However, as the team described their vision, red flags began to emerge. Asking a retail customer on a scale of 1 to 10 how likely they are to return to a store is vastly different from conducting multi-step surveys with multiple-choice questions about complex COVID-19 symptoms via text message. While I didn’t outright refuse, I raised numerous potential points of failure in this approach and urged the team to clearly define how the system would handle incoming responses for every question. Would answers be comma-separated numbers mapped to options? What would happen if a user’s response didn’t correspond to any of the provided choices?
After thorough consideration of these challenges, the team reached a crucial conclusion: abandoning the project was the most prudent course of action. Believe it or not, I consider this a successful outcome. Proceeding without clear solutions for handling potential data errors and invalid user inputs would have been far more wasteful and ultimately detrimental.
Now, consider applying AI to this scenario. Is the idea to simply have stakeholders directly instruct an AI to create an SMS-based survey? Will the AI proactively ask probing questions about handling data validation, error conditions, and the myriad of potential issues inherent in collecting survey data via SMS? Will it anticipate and address the inevitable human errors and missteps that occur during real-world usage?

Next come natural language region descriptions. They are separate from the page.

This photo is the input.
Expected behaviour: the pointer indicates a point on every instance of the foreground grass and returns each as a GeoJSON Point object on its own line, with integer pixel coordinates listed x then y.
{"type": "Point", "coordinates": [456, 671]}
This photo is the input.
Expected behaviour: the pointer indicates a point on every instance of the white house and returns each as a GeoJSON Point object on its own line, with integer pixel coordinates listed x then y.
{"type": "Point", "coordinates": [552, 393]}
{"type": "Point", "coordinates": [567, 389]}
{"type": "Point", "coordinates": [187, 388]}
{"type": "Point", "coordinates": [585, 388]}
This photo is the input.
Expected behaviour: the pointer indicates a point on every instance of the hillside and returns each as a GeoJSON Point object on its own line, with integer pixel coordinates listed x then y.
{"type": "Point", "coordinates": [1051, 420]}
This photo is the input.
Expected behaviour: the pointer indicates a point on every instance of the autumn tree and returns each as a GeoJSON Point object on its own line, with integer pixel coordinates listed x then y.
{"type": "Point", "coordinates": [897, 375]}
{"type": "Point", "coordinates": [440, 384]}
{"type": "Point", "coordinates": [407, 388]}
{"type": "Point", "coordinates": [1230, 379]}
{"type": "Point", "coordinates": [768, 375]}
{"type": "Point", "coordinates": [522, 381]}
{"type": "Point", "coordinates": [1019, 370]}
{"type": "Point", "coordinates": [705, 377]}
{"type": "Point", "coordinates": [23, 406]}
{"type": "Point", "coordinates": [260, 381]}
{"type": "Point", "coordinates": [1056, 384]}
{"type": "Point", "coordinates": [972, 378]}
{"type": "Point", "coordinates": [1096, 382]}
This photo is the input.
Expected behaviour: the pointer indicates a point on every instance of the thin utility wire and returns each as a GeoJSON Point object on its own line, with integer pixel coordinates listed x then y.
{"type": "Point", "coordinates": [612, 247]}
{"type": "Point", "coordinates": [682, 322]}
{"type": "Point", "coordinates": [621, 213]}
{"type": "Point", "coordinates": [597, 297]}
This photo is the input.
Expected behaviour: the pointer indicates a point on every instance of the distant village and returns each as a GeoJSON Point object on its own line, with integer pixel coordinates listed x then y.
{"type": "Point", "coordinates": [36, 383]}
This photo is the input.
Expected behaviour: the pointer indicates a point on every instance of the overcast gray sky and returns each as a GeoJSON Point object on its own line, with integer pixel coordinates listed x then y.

To generate functional, robust software using AI, you still need a clear, precise understanding of your desired outcome and the ability to articulate it meticulously. Even when developing software for personal use, developers often don’t fully grasp the nuances and challenges until they begin writing code and encountering unexpected complexities.
Over the past decade, the software industry has largely shifted from the waterfall methodology to agile development practices. Waterfall emphasizes upfront, comprehensive requirement definition before any coding begins, while agile embraces flexibility and iterative adjustments throughout the development process.
Countless waterfall projects have faltered because stakeholders, despite believing they knew exactly what they wanted and could accurately document it, were ultimately disappointed with the final product. Agile methodologies emerged as an antidote to these rigid, often unrealistic, processes.
AI might prove highly effective at rewriting existing software, perhaps to migrate it to newer hardware or a more modern programming language. Many organizations still rely on legacy software written in COBOL, but the pool of COBOL programmers is shrinking. If you possess an exceptionally clear and detailed understanding of existing software functionality, AI could potentially replicate it faster and cheaper than a team of human programmers. I believe AI’s strength lies in recreating software whose requirements are already fully understood and documented, because humans have already painstakingly figured out what that software should do.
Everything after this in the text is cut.